Но эта сюжетная линия только подчеркивает личную силу Афшина – пробудившись от слов и присутствия Элайи, сила эта в финальных кадрах раскрывается во всей мощи. Его танец в конце фильма – почти революционный поступок, в котором концентрируются накопленная боль, напряжение беззвучной битвы.

Покинув родину и сбежав во Францию, Афшин рассказывает о жестокости нравов в своей стране, танцем подкрепляя правду слов. И здесь его поступку предшествует воспоминание об Элайе, их совместном движении, их свободе, длящейся, пока не закончился танец.

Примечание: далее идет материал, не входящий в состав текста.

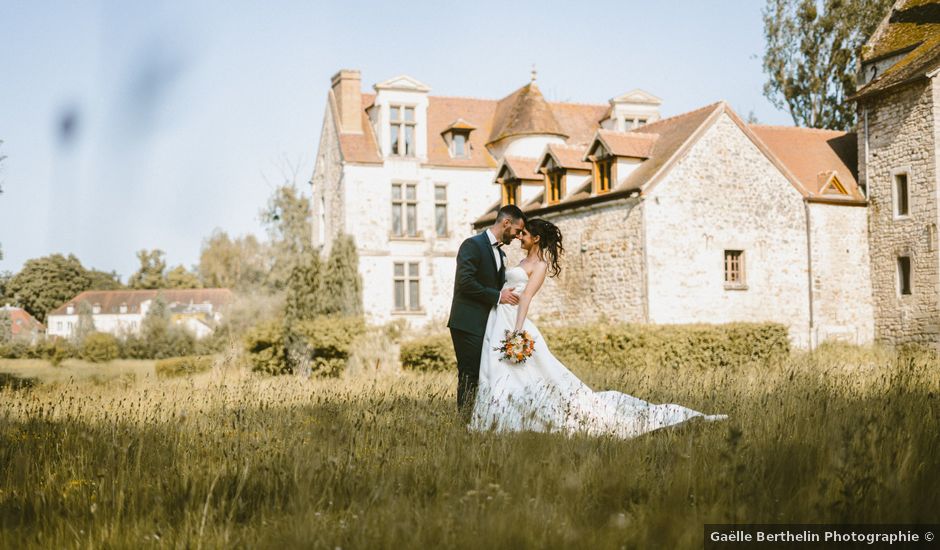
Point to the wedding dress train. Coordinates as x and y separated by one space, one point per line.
543 395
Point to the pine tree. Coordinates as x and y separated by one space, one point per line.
341 287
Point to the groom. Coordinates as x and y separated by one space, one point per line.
481 272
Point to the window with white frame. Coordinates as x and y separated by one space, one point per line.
404 210
440 209
901 195
904 275
407 286
402 130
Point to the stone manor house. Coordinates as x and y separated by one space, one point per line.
698 217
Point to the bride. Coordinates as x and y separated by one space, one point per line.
541 394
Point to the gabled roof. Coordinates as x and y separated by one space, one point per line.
813 156
569 157
521 168
111 301
624 144
911 29
524 112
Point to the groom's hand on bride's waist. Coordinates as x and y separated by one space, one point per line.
506 296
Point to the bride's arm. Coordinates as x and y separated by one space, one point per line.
531 288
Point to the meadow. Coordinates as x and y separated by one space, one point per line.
111 456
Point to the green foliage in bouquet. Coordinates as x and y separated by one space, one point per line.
183 366
430 353
100 347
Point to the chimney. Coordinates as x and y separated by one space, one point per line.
348 93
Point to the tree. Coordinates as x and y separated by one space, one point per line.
150 275
86 322
46 283
239 263
103 280
287 219
179 277
811 56
341 288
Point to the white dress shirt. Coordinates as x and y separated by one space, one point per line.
499 261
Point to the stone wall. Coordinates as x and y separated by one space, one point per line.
842 299
901 135
602 269
725 194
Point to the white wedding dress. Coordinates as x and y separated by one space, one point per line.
542 395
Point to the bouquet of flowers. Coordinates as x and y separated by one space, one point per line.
517 346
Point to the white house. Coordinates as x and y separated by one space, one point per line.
406 173
121 312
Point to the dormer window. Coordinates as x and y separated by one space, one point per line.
402 130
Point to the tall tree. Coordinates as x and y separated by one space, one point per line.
811 56
150 275
240 263
341 288
287 218
104 280
180 277
46 283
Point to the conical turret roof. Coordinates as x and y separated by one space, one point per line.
524 112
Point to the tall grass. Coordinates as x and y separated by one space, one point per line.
233 459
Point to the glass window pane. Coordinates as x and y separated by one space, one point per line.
409 140
399 295
414 301
412 220
394 136
396 219
440 220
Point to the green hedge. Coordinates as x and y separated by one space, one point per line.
319 346
672 346
431 353
602 345
100 347
183 366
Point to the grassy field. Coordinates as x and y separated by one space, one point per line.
230 459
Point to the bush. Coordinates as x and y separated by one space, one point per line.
671 346
183 366
100 347
430 353
323 345
264 344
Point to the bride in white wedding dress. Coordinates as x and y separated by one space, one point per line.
541 394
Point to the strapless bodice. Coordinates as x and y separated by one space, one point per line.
516 279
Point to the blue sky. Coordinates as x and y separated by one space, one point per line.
131 125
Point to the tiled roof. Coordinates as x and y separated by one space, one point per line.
570 157
628 144
523 168
112 300
912 25
524 112
810 153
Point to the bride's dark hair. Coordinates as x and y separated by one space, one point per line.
549 243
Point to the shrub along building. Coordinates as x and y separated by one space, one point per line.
899 134
121 312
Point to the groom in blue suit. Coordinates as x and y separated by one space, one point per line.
481 272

В главной сцене фильма, танца в пустыне, движение приравнивается к стихии. Само пространство пустыни освобождено от примет социального, а значит, и от законов государства, его условностей. Танцующие не принадлежат здесь никому и ничему кроме самих себя. В диком, неприрученном пространстве они чувствуют себя в безопасности. Они существуют и движутся в нем наравне с ветром, светом, песком. В каждом жесте, в складках одежды – черты стихий, которые нельзя запереть.

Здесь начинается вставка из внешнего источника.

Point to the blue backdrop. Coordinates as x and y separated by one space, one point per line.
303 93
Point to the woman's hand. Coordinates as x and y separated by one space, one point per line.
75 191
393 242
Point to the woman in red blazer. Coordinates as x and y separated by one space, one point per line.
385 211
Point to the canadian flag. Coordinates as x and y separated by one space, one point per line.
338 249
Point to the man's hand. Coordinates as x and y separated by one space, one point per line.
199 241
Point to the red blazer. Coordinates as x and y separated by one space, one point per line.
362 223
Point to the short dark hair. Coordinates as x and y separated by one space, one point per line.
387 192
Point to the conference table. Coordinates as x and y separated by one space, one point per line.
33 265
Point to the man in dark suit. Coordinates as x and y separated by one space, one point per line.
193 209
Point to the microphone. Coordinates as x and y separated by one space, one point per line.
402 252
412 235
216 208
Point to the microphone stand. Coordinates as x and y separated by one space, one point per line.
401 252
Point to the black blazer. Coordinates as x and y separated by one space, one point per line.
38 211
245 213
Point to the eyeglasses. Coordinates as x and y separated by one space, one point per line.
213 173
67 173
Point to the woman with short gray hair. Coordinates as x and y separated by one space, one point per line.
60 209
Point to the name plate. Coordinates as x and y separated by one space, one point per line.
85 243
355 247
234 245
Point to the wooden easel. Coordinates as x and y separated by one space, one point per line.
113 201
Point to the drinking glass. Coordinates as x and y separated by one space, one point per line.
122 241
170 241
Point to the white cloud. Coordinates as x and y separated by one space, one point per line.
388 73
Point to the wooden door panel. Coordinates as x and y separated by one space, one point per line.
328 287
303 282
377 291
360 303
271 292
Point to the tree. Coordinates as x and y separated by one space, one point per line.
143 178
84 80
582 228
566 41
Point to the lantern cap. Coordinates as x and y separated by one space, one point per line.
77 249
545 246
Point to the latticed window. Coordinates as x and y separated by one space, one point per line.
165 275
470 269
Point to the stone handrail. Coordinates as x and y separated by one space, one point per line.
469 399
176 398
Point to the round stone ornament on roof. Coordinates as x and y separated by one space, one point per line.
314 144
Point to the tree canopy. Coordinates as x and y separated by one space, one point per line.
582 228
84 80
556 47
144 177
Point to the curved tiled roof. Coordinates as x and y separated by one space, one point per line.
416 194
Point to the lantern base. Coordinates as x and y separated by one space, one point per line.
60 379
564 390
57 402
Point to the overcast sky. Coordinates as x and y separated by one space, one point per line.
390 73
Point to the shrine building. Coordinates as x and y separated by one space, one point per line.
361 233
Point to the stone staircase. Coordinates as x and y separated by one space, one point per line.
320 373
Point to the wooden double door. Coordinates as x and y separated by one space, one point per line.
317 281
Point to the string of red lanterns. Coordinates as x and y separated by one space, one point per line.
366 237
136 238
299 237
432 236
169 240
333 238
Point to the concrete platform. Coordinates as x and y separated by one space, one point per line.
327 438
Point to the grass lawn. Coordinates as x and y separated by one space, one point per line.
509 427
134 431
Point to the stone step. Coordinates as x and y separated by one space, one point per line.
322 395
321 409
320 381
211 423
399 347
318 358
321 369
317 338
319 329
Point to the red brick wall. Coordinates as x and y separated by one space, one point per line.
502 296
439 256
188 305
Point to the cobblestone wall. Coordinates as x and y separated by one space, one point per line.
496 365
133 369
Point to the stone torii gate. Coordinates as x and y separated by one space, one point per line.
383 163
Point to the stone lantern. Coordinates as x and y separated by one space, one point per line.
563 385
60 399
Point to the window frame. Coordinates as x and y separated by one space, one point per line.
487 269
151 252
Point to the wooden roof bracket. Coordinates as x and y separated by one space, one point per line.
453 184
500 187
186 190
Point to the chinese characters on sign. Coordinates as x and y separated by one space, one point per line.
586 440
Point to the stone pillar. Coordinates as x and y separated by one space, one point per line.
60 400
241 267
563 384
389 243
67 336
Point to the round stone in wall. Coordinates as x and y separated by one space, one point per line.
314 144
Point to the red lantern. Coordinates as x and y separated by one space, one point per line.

Танец рассказывает историю, он сюжетен, но важнее становятся вольные движения, направляющие воздух, падения, соединяющие с песком. Прозрачная ткань, которая накрывает Элайю, кажется ее второй кожей; все существо девушки в танце так же подвижно и легко, как вуаль, колышимая от глубокого вдоха.

Режиссер вместе с перемещениями танцующих в пространстве запечатлевает шорох и движение песка в воздухе – именно с них начинается танцевальный номер. И само движение камеры повторяет ритмы и линии танца – неторопливые, как спокойная вода, и резкие, как взмахи меча.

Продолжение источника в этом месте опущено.